After the Franco-Prussian War of 1870, Monet moved to London where he produced several paintings that showcased his new style. This experience brought him closer to the art dealers Paul Durand-Ruel and James Whistler, who helped him find exhibition space in the nascent modern art market.
In the late 1880s, Monet moved back to France and settled in the suburb of Argenteuil. He became an active participant in the Impressionist group of painters, including Camille Pissarro, Pierre-Auguste Renoir and Alfred Sisley, and he began to exhibit his own work in the impressionist exhibitions, which he named after one of his paintings (Impression, soleil levant).
By the 1890s, Monet had become prosperous enough to purchase a large house and property near the towns of Vernon and Gasny at Giverny, where he established extensive gardens with numerous ponds and a water lily pond. Monet also constructed a studio for working outdoors, and he used it for many of his later paintings in which he depicted the same subjects under different lighting conditions. These include his famous series of trees and haystacks, Rouen Cathedral and his own garden at Giverny.

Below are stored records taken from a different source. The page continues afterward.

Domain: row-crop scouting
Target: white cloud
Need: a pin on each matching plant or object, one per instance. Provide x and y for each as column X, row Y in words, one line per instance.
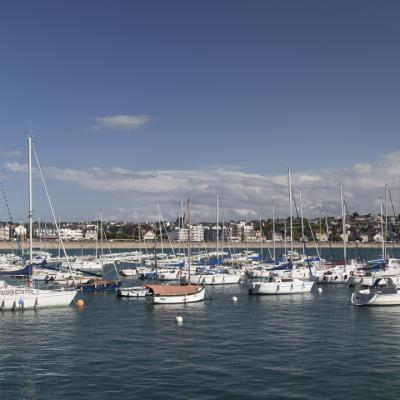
column 10, row 153
column 242, row 193
column 122, row 122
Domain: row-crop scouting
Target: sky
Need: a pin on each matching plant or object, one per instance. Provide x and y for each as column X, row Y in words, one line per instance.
column 139, row 103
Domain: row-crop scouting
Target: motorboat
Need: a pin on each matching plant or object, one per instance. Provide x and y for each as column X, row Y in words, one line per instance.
column 384, row 292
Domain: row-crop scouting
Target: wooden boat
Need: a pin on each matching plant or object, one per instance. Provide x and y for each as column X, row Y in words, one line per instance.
column 278, row 286
column 175, row 294
column 98, row 285
column 136, row 291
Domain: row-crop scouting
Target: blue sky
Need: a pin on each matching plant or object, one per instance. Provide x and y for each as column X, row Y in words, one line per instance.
column 184, row 98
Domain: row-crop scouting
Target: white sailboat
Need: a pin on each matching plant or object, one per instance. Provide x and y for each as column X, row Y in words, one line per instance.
column 277, row 285
column 383, row 293
column 14, row 298
column 178, row 294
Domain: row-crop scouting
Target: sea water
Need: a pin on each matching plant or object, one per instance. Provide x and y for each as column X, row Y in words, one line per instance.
column 309, row 346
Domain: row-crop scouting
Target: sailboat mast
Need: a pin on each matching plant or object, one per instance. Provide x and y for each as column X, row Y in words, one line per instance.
column 386, row 218
column 189, row 241
column 101, row 236
column 160, row 228
column 343, row 225
column 383, row 233
column 284, row 237
column 30, row 198
column 291, row 214
column 273, row 231
column 302, row 225
column 217, row 240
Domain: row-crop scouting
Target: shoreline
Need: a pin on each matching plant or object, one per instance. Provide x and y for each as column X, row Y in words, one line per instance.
column 131, row 245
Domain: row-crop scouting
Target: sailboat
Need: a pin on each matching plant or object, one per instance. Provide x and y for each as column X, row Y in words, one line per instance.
column 14, row 298
column 276, row 284
column 178, row 294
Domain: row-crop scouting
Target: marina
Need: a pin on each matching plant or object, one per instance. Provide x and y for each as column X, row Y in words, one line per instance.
column 231, row 345
column 199, row 200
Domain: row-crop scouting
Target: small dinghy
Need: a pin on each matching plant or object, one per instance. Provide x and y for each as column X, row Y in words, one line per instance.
column 383, row 293
column 136, row 291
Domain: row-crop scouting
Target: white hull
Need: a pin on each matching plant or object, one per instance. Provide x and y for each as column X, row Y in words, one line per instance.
column 367, row 299
column 215, row 279
column 277, row 288
column 132, row 292
column 19, row 299
column 179, row 299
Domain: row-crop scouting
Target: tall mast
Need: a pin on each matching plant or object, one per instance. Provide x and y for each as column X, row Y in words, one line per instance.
column 302, row 225
column 101, row 236
column 189, row 241
column 284, row 237
column 343, row 225
column 273, row 230
column 30, row 196
column 383, row 233
column 291, row 214
column 97, row 240
column 217, row 228
column 386, row 217
column 160, row 228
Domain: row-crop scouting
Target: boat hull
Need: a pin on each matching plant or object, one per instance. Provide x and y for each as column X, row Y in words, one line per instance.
column 281, row 288
column 365, row 299
column 179, row 298
column 134, row 292
column 17, row 299
column 215, row 279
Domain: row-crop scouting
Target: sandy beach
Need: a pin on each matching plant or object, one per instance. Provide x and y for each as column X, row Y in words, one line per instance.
column 53, row 245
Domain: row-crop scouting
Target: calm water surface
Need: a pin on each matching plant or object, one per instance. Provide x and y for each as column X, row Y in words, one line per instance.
column 300, row 346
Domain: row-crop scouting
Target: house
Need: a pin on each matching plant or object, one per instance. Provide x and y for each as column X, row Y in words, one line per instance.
column 149, row 236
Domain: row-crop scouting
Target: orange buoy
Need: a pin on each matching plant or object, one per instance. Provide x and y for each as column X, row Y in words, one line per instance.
column 80, row 303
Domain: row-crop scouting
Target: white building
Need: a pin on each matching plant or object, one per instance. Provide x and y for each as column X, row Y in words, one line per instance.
column 5, row 232
column 20, row 231
column 91, row 234
column 149, row 236
column 182, row 234
column 179, row 235
column 68, row 234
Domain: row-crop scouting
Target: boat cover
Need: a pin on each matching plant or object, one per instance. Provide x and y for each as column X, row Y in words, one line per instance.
column 172, row 290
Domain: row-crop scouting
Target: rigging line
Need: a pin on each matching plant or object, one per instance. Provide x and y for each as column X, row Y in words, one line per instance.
column 9, row 211
column 52, row 212
column 303, row 240
column 396, row 226
column 329, row 240
column 355, row 242
column 119, row 279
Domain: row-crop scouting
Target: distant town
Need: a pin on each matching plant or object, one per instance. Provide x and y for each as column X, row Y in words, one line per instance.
column 359, row 228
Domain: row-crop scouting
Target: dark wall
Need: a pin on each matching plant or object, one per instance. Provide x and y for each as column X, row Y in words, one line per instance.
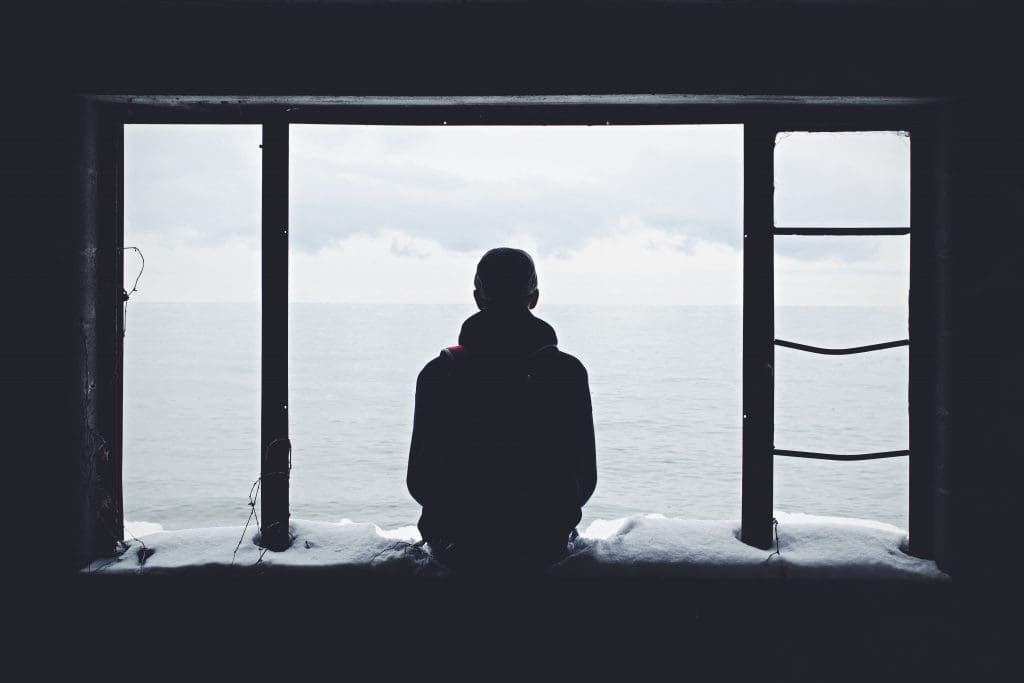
column 489, row 48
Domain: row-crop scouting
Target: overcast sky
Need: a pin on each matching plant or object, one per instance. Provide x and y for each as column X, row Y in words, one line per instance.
column 611, row 214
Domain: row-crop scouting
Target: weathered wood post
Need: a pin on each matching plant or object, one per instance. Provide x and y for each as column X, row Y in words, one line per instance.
column 759, row 334
column 274, row 445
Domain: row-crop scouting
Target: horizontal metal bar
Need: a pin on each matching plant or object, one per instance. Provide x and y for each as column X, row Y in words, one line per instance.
column 842, row 231
column 842, row 351
column 842, row 456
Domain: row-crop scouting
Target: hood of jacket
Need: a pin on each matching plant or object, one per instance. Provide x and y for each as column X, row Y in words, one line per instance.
column 515, row 331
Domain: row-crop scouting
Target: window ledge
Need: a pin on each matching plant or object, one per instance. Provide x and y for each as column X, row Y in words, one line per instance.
column 641, row 546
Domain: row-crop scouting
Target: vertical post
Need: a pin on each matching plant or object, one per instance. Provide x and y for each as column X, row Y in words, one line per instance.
column 97, row 274
column 943, row 353
column 924, row 333
column 759, row 334
column 274, row 446
column 110, row 317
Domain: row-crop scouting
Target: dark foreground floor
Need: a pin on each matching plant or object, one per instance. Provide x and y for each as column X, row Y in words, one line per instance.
column 308, row 627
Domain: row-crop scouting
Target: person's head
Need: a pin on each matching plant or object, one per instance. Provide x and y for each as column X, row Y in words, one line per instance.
column 506, row 279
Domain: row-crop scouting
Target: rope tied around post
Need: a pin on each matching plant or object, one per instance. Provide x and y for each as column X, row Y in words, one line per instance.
column 254, row 493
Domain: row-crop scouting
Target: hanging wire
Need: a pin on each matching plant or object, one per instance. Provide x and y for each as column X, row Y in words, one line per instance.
column 125, row 295
column 774, row 524
column 254, row 492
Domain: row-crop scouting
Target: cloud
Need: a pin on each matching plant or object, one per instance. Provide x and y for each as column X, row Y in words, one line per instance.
column 463, row 189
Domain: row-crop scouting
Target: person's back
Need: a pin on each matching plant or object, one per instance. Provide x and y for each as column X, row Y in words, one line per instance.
column 503, row 453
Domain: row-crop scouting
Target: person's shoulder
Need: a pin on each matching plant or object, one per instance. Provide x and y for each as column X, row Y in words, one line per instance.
column 435, row 370
column 567, row 364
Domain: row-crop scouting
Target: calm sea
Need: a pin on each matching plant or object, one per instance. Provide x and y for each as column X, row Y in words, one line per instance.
column 665, row 380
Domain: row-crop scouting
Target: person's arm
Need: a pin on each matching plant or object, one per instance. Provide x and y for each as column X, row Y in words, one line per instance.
column 422, row 454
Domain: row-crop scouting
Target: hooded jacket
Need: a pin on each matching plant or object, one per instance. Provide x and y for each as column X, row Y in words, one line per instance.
column 502, row 456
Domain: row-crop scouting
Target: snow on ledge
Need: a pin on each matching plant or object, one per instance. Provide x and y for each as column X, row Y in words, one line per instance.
column 810, row 547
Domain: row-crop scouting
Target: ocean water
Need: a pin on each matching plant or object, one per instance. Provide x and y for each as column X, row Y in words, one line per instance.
column 665, row 382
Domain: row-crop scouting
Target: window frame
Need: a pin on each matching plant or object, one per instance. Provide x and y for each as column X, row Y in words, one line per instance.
column 104, row 117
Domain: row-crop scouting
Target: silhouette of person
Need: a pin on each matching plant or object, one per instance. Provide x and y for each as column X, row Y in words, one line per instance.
column 502, row 456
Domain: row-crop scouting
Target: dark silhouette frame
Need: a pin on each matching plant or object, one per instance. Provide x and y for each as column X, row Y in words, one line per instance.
column 100, row 295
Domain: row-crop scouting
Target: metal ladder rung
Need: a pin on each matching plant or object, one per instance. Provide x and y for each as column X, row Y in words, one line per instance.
column 841, row 456
column 842, row 351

Cataracts forming on his eyes, which affected his vision and caused the colors to appear reddish in tone, influenced his later work. mobet did during this period, such as the Weeping Willows and Water Lilies in the Garden at Giverny, may have been partially motivated by his desire to preserve for posterity his impressions of controlled nature.
After Mobet , when his second wife Alice died and his son Jean passed away, Monet reverted to painting scenes of a more spiritual nature. He continued to travel and painted several important series in places such as Venice, London and around France, but his last years were blighted by the ravages of World War I and the death of his younger son.